To reduce memory usage, activations of certain layers are cleared and recomputed during a backward pass. This technique is particularly useful for training large models that wouldn’t fit in GPU memory using traditional methods.

model.activations_checkpoint_granularity=full, model.activations_checkpoint_method=block, model.activations_checkpoint_num_layers={num_layers_to_check}

Bfloat16 Training

Training is conducted in Bfloat16 precision, which offers a balance between the higher precision of FP32 and the memory savings and speed of FP16.

trainer.precision=bf16

BF16 O2

Enables O2-level automatic mixed precision, optimizing Bfloat16 precision for better performance.
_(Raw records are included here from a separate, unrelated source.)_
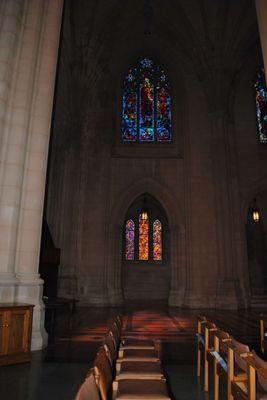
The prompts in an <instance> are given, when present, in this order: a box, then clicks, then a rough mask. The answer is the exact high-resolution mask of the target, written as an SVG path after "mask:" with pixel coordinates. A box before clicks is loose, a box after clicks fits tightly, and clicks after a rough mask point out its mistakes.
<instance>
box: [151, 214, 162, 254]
mask: <svg viewBox="0 0 267 400" xmlns="http://www.w3.org/2000/svg"><path fill="white" fill-rule="evenodd" d="M153 260H154V261H161V260H162V226H161V222H160V221H159V220H158V219H156V221H155V222H154V223H153Z"/></svg>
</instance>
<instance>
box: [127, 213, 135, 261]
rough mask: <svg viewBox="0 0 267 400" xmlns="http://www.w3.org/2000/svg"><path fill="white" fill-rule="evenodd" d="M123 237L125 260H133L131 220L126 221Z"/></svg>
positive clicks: (132, 231) (132, 232)
mask: <svg viewBox="0 0 267 400" xmlns="http://www.w3.org/2000/svg"><path fill="white" fill-rule="evenodd" d="M125 236H126V238H125V239H126V241H125V243H126V245H125V258H126V260H134V222H133V220H132V219H128V221H126V229H125Z"/></svg>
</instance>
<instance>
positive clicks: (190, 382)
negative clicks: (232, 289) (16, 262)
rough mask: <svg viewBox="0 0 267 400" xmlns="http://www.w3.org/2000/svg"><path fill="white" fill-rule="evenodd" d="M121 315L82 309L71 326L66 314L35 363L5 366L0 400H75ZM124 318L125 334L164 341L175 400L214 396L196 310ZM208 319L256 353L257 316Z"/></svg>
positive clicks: (125, 312)
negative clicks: (205, 386)
mask: <svg viewBox="0 0 267 400" xmlns="http://www.w3.org/2000/svg"><path fill="white" fill-rule="evenodd" d="M118 311H119V310H116V309H105V310H104V309H101V310H99V309H94V310H93V309H88V308H83V309H82V308H80V309H78V311H77V313H76V314H75V315H74V318H73V320H72V321H71V323H69V320H68V318H67V316H66V315H64V313H61V314H60V315H58V316H57V325H56V329H55V335H54V337H53V338H50V339H51V340H50V344H49V346H48V348H47V349H46V350H44V351H39V352H34V353H33V354H32V361H31V363H28V364H21V365H13V366H3V367H0V399H1V400H2V399H9V400H37V399H38V400H44V399H46V400H47V399H49V400H54V399H55V400H61V399H62V400H71V399H73V398H74V396H75V393H76V391H77V389H78V387H79V385H80V384H81V382H82V381H83V378H84V376H85V375H86V372H87V370H88V369H89V367H90V364H91V362H92V359H93V357H94V354H95V351H96V350H97V348H98V347H99V345H100V344H101V341H102V338H103V335H104V333H105V332H106V329H107V325H108V323H109V321H110V320H111V319H112V318H113V317H114V315H116V314H117V313H118ZM120 311H122V310H120ZM202 313H203V311H202ZM123 314H124V332H125V334H127V335H131V336H138V337H140V336H141V337H150V338H159V339H160V341H161V343H162V359H163V365H164V368H165V371H166V373H167V376H168V378H169V383H170V388H171V391H172V393H173V395H174V397H175V399H176V400H193V399H194V400H209V399H211V398H212V394H205V393H204V392H203V391H202V389H201V387H202V385H201V383H200V382H199V380H198V379H197V377H196V371H195V354H196V344H195V331H196V316H197V315H198V311H197V310H194V311H190V310H179V309H177V310H175V309H171V310H166V309H165V310H161V311H158V310H151V309H150V310H135V311H134V310H123ZM206 314H207V315H208V316H209V317H210V318H211V319H213V320H214V321H215V322H216V323H217V324H218V325H219V326H220V327H221V328H222V329H225V330H228V331H229V332H231V334H232V335H233V336H235V337H236V338H237V339H239V340H241V341H243V342H245V343H248V344H250V345H251V346H252V347H253V348H255V349H257V347H258V321H259V318H258V314H257V313H249V312H244V311H243V312H239V313H238V312H230V311H218V310H217V311H216V312H211V311H209V312H207V313H206ZM211 393H212V392H211ZM223 398H225V396H222V399H223Z"/></svg>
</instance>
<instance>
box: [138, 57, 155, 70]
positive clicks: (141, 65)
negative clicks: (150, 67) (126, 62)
mask: <svg viewBox="0 0 267 400" xmlns="http://www.w3.org/2000/svg"><path fill="white" fill-rule="evenodd" d="M140 64H141V66H142V67H144V68H150V67H152V65H153V61H152V60H150V59H149V58H143V60H141V61H140Z"/></svg>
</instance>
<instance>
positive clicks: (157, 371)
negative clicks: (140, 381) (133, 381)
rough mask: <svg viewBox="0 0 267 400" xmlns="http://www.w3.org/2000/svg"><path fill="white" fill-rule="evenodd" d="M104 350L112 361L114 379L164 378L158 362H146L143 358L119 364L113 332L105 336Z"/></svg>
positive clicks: (139, 378) (160, 363) (110, 362)
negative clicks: (105, 351) (115, 347)
mask: <svg viewBox="0 0 267 400" xmlns="http://www.w3.org/2000/svg"><path fill="white" fill-rule="evenodd" d="M104 349H105V350H106V355H107V357H108V359H109V361H110V365H111V369H112V374H113V377H114V378H115V379H116V380H122V379H153V380H154V379H162V378H163V377H164V374H163V370H162V367H161V363H160V361H159V360H157V361H152V362H149V361H146V360H145V361H144V360H143V358H142V357H140V359H138V360H136V361H133V360H131V359H130V360H128V361H127V359H126V360H125V359H122V360H119V361H118V362H117V354H118V352H117V349H116V348H115V341H114V340H113V335H112V332H109V333H108V334H107V335H106V336H105V340H104Z"/></svg>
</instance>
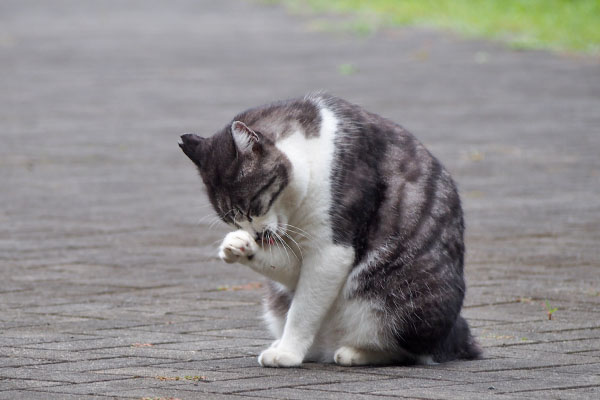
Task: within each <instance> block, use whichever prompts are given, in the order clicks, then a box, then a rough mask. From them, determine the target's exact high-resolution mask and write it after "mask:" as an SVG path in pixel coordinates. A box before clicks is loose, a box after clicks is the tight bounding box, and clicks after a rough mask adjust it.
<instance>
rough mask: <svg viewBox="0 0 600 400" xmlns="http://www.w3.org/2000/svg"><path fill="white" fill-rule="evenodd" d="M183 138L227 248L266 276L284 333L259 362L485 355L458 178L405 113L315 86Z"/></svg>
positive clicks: (271, 299) (293, 363)
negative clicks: (401, 113) (476, 305)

model.megatron_amp_O2=True

Distributed Optimizer

The optimization process is distributed across multiple GPUs, reducing memory requirements. This technique distributes the optimizer state across data parallel ranks, rather than replicating it, offering significant memory savings. This approach is inspired by the ZeRO optimization described in the paper “ZeRO: Memory Optimizations Toward Training Trillion Parameter Models” and implemented in NVIDIA’s Megatron. [Reference](https://github.com/NVIDIA/Megatron-LM#distributed-optimizer)

model.optim.name="distributed_fused_adam"

Flash Attention V2

FlashAttention is a fast and memory-efficient algorithm to compute exact attention. It speeds up model training and reduces memory requirement by being IO-aware. This approach is particularly useful for large-scale models and is detailed further in the repository linked. [Reference](https://github.com/Dao-AILab/flash-attention)

model.use_flash_attention=True

Model Training

Below are the highlights of the training and fine-tuning recipe we used:

Model: ViT B/16
Dataset: ImageNet 1K
Pretraining:

Epochs: 300
Batch Size: 4096
Training Resolution: 224
Optimizer: Adam (0.9, 0.999)
Base Learning Rate: 3.00E-03
Learning Rate Decay: Cosine
Weight Decay: 0.3
Dropout: 0.1


Fine-tuning:

Steps: 20,000
Batch Size: 512
Fine-tuning Resolution: 512
Optimizer: SGD (0.9)
Base Learning Rate: 0.003 - 0.06
Learning Rate Decay: Cosine
Weight Decay: 0

Reference

VISION-MODELS-VIT1

Chitwan Saharia, William Chan, Saurabh Saxena, Lala Li, Jay Whang, Emily Denton, Seyed Kamyar Seyed Ghasemipour, Burcu Karagol Ayan, S. Sara Mahdavi, Rapha Gontijo Lopes, Tim Salimans, Jonathan Ho, David J Fleet, and Mohammad Norouzi. Photorealistic text-to-image diffusion models with deep language understanding. 2022. arXiv:2205.11487.